Trump’s second term hasn’t been conducive to the world's fifth-largest economy so far. On 27 August, the US administration imposed an additional 25% tariff on Indian goods for buying Russian oil, taking the total levy to 50%. Then came the surprise $100,000 fee on fresh work visas, with Indians slated to be impacted the most.

The US policy changes have kept people and businesses on their toes.

“The hallmark of a great economy is consistency of leadership, consistency of policy, and I think we used to associate that with the developed world having a lot of that and the developing world having less of that," said Leenart.

Over time, he said, it has changed a little bit because the political shifts in the western world have been quite quick, and that has led to some changes in direction of some of the governments. “The historical divide between the developed and the developing world is kind of converging a little bit, and in that context I think India stands out actually," he said.

India's draw

In August, India reformed the indirect tax system, rationalizing the goods and services tax (GST) slabs to 5%, 18%, and 40% and moving several product categories to lower rates. Despite the cuts, the government believes the potential consumption boom will allow it to retain the budgeted fiscal deficit target of 4.4% for 2025-26.

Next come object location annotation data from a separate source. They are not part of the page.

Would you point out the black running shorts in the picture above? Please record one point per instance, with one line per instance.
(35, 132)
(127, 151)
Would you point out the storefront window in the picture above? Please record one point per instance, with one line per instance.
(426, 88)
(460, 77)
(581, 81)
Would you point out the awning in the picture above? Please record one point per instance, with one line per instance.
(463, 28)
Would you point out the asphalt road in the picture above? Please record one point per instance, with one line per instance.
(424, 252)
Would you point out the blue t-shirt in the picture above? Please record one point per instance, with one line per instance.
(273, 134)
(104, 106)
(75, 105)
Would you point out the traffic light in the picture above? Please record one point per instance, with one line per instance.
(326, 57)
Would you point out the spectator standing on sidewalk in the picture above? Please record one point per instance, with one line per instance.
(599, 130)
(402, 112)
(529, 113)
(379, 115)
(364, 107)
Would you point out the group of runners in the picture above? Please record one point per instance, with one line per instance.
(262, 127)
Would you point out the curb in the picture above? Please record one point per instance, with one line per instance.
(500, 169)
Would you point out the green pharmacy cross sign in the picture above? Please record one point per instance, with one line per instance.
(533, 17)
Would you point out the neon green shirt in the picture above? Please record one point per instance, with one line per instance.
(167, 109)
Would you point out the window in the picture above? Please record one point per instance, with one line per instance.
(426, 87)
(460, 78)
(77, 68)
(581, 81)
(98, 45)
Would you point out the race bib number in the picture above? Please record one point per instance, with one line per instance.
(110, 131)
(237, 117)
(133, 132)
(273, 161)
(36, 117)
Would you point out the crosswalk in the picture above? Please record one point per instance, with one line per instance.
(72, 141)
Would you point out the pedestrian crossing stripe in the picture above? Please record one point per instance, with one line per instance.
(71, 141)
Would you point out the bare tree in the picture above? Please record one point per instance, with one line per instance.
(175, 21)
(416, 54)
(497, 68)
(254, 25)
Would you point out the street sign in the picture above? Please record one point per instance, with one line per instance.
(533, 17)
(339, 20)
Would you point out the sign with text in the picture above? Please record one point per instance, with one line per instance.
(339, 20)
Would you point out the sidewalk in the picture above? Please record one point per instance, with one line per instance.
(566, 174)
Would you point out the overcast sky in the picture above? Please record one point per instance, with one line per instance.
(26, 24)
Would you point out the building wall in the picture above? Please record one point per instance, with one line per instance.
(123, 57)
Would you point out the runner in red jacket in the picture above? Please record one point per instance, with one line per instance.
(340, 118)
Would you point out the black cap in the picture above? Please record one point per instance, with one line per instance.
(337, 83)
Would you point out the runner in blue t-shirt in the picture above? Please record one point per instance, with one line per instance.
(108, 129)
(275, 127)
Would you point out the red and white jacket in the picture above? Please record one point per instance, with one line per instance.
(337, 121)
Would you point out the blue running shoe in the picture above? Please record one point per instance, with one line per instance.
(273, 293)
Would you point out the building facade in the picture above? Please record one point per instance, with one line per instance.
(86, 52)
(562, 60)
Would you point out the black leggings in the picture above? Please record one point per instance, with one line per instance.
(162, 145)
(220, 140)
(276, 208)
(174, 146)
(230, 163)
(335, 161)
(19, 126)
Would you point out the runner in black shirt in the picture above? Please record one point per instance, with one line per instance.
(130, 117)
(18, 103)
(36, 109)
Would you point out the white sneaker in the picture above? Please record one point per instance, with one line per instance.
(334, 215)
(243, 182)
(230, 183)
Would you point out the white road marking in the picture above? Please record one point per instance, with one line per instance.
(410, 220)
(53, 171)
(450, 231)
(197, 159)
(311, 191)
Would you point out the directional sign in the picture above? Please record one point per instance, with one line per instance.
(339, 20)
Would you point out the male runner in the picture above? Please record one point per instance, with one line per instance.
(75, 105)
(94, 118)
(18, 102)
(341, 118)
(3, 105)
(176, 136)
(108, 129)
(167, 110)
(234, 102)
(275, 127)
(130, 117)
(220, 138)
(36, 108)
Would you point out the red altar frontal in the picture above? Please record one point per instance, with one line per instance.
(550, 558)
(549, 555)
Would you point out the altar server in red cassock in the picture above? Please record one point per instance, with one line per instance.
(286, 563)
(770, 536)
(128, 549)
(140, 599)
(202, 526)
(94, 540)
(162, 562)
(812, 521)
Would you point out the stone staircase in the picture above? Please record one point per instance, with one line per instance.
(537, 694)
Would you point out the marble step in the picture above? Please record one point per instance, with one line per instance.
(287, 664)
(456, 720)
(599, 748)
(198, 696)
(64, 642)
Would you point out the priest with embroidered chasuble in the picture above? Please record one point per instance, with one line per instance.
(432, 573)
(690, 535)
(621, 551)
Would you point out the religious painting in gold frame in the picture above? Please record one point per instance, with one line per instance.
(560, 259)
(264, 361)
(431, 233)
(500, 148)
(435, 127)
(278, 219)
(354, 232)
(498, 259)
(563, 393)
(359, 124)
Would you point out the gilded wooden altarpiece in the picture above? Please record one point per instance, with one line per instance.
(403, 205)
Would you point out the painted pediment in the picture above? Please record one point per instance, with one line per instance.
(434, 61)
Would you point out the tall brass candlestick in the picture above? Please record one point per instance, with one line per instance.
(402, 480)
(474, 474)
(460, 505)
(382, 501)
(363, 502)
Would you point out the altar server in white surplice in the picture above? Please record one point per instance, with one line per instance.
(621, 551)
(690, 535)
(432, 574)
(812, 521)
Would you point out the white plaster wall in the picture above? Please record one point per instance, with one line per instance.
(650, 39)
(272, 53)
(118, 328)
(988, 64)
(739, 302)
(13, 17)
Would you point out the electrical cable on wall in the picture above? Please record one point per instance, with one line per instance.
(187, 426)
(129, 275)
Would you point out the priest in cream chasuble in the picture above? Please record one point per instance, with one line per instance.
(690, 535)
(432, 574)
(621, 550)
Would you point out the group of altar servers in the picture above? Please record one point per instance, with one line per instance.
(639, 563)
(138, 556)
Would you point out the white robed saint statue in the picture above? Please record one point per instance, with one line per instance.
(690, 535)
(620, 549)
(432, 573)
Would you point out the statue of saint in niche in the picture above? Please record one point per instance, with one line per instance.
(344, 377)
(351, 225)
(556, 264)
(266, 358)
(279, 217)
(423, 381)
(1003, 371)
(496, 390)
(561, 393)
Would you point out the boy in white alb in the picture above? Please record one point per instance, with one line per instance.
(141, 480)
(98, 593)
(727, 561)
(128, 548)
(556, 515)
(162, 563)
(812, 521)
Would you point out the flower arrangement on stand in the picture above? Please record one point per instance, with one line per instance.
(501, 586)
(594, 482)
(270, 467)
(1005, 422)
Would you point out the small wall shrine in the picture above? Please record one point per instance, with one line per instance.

The GST overhaul, ahead of the festive season, is expected to boost consumption and somewhat offset Trump’s curveball.

“There are uncertainties for every country, including for India, but the fundamental secular trends that are happening in the country are very positive," said Leenart. “There is good policy, tax changes, infrastructure, and ease of doing business initiatives. You've got a young population, a good educational system, and a liquid equity market."

He said JPMorgan has been adding people in India, be it in its global capability centres (GCCs) or in the banking and investment banking divisions. A majority of its India headcount is across its four GCCs, employing 55,000 people.

A host of multinationals have set up GCCs in the country that are touted to conduct more advanced businesses than just coding and provide millions with employment. A February report by IT industry body Nasscom said that with over 1,800 GCCs employing 1.9 million professionals, India’s GCC sector is projected to grow from $64.6 billion in 2024 to $110 billion by 2030.